A data warehousing superhero is something to be
Not all that glitters is Big Data, and Big Data has a long way to go before it can deliver anything like the same satisfying results, tangible benefits and organisational agility that a properly implemented Inmon Enterprise Data Warehouse can provide.
Therefore, I have a question for you.
Do you want to win friend and influence people in the world of data architecture and management? Do you want to do something in IT that atypically will bring kudos and credibility? Do you want to enjoy what you are doing because you are actually doing the right thing right for an appreciative audience?

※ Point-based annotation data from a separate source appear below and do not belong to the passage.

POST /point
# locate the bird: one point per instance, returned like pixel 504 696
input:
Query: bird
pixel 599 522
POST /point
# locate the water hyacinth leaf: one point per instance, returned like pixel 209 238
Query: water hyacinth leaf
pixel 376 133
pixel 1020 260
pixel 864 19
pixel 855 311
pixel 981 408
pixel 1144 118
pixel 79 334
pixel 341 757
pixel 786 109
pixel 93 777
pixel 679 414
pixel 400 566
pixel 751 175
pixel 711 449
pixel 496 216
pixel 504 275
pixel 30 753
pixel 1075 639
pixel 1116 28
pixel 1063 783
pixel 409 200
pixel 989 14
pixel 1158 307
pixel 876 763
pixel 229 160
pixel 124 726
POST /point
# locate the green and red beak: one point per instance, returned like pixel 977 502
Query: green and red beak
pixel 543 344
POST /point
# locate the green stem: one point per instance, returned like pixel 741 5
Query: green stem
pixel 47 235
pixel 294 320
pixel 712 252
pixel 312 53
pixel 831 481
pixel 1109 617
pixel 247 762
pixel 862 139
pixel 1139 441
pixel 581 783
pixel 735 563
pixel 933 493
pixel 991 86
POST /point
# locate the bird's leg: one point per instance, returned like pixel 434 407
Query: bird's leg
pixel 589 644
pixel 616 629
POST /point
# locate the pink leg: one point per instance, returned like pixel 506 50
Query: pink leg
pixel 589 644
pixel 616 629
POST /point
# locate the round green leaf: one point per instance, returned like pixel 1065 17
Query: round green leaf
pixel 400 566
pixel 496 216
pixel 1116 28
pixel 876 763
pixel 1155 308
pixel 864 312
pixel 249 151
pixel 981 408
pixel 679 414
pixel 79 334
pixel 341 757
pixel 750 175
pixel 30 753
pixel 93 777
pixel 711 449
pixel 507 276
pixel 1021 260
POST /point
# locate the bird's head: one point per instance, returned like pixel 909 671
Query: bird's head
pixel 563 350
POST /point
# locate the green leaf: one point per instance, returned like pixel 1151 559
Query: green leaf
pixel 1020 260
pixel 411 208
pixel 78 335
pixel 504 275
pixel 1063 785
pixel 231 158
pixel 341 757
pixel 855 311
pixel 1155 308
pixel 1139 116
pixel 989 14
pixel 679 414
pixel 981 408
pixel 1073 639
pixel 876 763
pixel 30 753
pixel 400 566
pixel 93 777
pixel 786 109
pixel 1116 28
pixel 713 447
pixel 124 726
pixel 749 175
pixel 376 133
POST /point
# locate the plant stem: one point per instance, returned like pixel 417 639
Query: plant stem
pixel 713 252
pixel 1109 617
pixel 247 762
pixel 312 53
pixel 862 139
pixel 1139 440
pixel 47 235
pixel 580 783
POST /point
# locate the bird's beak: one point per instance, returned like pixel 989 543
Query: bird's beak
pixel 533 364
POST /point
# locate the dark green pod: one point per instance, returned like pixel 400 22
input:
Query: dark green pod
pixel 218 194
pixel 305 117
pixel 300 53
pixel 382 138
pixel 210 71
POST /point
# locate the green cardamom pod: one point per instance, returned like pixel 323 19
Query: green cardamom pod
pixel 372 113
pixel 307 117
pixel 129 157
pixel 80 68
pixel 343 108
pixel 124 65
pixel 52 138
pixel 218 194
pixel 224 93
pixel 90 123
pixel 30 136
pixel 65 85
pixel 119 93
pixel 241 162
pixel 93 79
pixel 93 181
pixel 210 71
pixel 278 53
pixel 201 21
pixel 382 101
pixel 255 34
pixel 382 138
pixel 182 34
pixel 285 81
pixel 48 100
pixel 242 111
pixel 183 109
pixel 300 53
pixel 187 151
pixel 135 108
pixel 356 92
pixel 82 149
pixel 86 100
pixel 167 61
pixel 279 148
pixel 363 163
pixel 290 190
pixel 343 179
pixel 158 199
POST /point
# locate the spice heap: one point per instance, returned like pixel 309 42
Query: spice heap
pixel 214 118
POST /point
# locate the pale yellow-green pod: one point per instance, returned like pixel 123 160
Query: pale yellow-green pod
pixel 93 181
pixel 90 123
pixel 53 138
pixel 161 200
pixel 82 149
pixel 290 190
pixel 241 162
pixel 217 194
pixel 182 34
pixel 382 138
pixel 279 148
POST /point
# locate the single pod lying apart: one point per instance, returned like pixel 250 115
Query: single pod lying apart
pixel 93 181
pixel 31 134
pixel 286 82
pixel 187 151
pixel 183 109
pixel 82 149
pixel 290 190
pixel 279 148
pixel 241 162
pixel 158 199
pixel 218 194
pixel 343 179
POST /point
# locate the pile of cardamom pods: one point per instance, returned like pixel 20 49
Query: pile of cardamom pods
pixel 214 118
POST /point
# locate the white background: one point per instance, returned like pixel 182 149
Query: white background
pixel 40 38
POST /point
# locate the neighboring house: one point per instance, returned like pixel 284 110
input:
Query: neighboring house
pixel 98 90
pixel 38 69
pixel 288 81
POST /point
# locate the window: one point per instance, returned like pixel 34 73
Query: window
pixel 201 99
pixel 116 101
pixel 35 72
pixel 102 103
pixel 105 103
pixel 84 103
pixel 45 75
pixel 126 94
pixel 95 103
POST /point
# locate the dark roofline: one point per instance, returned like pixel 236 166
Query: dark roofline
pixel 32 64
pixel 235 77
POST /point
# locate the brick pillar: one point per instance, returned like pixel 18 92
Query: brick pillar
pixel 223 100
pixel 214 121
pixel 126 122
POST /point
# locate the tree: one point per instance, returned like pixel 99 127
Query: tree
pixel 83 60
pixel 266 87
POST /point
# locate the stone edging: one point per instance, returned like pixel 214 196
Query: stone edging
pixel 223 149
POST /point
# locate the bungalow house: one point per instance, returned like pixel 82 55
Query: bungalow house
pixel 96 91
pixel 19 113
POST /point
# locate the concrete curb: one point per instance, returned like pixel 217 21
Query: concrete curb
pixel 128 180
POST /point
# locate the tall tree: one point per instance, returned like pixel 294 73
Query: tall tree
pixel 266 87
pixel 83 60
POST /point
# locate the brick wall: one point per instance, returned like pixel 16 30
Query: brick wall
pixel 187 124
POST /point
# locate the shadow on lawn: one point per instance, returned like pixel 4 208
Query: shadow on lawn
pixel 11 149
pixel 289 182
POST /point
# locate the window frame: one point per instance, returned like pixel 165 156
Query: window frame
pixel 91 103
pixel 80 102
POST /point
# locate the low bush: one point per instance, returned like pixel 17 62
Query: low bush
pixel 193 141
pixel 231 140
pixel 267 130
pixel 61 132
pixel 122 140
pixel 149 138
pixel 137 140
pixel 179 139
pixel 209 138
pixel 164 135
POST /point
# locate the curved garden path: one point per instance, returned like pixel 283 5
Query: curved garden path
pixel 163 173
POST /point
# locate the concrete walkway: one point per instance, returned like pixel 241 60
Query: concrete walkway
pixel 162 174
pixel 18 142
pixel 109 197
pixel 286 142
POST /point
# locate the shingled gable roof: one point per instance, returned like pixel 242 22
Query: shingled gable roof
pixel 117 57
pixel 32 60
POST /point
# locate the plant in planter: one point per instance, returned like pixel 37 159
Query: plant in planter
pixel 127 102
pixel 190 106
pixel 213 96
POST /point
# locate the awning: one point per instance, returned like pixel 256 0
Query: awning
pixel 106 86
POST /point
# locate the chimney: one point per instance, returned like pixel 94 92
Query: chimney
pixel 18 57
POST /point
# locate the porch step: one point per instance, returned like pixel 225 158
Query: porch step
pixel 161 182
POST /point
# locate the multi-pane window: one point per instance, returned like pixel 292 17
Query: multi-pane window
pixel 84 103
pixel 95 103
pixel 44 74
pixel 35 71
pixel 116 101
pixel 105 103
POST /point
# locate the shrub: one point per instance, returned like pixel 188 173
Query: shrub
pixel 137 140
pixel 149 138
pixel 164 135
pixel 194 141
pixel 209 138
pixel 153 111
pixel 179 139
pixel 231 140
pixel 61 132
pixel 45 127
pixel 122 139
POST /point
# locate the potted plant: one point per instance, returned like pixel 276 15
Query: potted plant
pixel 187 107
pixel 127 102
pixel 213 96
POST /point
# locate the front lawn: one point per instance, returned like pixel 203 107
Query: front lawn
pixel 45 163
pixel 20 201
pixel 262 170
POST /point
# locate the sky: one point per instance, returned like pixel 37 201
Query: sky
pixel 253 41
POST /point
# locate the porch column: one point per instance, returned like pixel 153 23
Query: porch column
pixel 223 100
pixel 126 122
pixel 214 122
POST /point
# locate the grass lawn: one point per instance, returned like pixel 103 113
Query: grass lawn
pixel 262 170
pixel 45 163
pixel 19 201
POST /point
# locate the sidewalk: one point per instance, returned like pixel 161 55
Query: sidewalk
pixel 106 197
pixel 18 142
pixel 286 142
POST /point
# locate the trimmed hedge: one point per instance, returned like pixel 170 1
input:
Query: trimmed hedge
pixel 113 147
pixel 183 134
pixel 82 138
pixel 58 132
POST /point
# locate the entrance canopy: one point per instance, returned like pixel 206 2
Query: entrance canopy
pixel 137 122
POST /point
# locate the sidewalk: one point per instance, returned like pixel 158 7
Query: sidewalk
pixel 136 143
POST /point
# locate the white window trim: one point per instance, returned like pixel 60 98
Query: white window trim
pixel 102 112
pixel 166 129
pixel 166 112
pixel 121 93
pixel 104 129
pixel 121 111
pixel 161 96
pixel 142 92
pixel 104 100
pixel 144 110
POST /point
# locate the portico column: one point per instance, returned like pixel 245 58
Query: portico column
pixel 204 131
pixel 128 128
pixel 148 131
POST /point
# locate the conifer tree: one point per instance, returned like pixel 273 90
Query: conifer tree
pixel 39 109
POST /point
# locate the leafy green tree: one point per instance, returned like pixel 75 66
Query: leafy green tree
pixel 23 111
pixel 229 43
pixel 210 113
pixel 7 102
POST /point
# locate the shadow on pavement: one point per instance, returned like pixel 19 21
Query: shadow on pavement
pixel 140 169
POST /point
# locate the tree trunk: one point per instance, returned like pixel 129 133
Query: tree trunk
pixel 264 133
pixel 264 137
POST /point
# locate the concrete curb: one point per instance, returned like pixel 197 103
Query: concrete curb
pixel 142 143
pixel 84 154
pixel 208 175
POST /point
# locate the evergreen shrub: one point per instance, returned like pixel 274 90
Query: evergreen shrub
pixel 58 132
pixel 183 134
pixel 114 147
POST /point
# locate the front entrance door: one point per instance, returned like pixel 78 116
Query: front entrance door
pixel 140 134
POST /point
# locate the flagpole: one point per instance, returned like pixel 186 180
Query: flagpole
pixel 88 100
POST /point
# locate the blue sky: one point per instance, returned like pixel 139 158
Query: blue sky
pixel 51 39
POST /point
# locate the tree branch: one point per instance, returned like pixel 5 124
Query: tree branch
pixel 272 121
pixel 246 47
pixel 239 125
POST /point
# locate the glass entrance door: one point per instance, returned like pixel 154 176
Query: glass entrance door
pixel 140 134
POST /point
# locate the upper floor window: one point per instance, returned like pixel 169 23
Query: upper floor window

Okay, this a recipe that I will now reveal, has the power to turn you into, not only a data hero, but a 4th generation enterprise data warehousing superhero – with Big Data bells and whistles attached, and even more amazingly, it is offered for nothing, gratis, and for keeps.
Yes, you read it right. I am feeling generous, and although a rare animal, there is such a thing as a free lunch. In this instance, the free lunch takes the form of a cookbook for successful data sourcing, warehousing and provisioning, one that will turn you into a truly modern day digital superhero.
Follow the suggestions to the letter and it will be hard to fail. However, drop any magic ingredient from the mix and expect, eventually, to run out of luck – that is rhyming slang for Donald Duck, down my way. Almost as important, please apply your own criteria of good sense at every step of the way.
The craft of data
The craft of data includes temporary-permanence in exploitation, revolution and institution.
When Sun Tzu was talking about the Art of War, he was also talking about the craft of data.
In the 21st century the highest expression of the craft of data in an organisation, whether public, private or military, is the enterprise data warehouse.
These are some of the key rules and guidelines for ensuring that you prevail and not your adversaries. The items are necessarily terse, but should provide a sound basis for further research, thought and strategic practice.
So without further ado, let us get to the crux of the matter.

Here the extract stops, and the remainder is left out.